A Not-So Radical Notion: Contra Mundum
Posted by Rob Ayers in Bible & Theology, Church & Missions, IMPACT Features, News & Culture
This article was inspired by Chuck Colson and his work(s) Loving God. Grand Rapids: Zondervan Publishing House, 1983 and The Body: Being Light in Darkness. Dallas: Word Publishing, 1992. It is mitigated by the moral problems of a certain New York congressman who will remain unnamed here.
William Wilberforce, the late great English slavery abolitionist, wrote in his diary the following (popularized by the movie, Amazing Grace (2007)):
“God Almighty has set before me two great objects, the suppression of the slave trade and the reformation of manners.”
“Reformation of manners” did not refer to table etiquette. It referred instead to the moral biblical standards of professing Christians. Wilberforce believed that the avocation and advancement of holy living, i.e. “the reformation of manners” would foster a greater knowledge of Truth, and as a result would end the injustice of slavery; indeed, that the end of slavery would uplift the moral character of the British nation and compel many to seek the truthfulness of Christ and His Scriptures.
One of Wilberforce’s mentors was one of the great evangelical minds of the eighteenth century John Wesley. Wesley was branded a radical following his great sermon, “The Almost-Christian”, a scathing and angry denunciation of his Oxford colleagues for their week kneed faith in the face of the moral chasm then found current in the British nation. He captured his consternation with the mainstream of religious inaction and in support of radical holiness when he wrote the following: “Making an open stand against all ungodliness and unrighteousness, which overspreads our land like a flood, is one of the noblest ways of confessing Christ in the face of His enemies.”

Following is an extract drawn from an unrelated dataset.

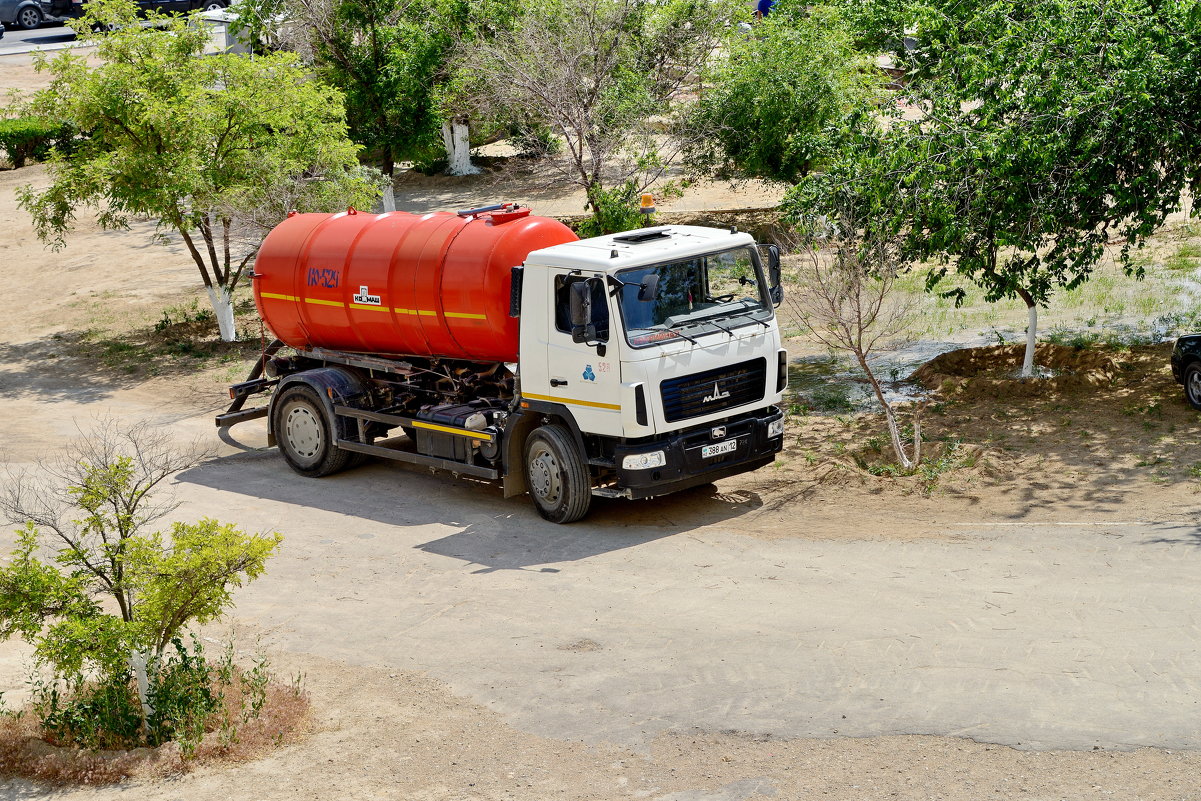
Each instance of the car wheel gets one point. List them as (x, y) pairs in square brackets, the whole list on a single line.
[(306, 435), (556, 476), (1193, 384), (29, 17)]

Wesley wrote Wilberforce to encourage him in his life quest. By this time Wilberforce had secured his riding, and had concluded that he could do much more in his mission as a Member of Parliament (MP) rather than a Christian merely praying in seclusion. In fact, the letter that Wesley wrote Wilberforce was a commission of sorts – Wesley died only a few days after it was written. Here is a pertinent excerpt from that letter:
“Unless God has raised you up for this very thing, you will be worn out by the opposition of men and devils, but if God be for you, who can be against you? Are all of them stronger than God? Oh, be not weary in well doing. Go on, in the name of God and in the power of His might, till even American slavery, the vilest that ever saw the sun, shall vanish away before it.”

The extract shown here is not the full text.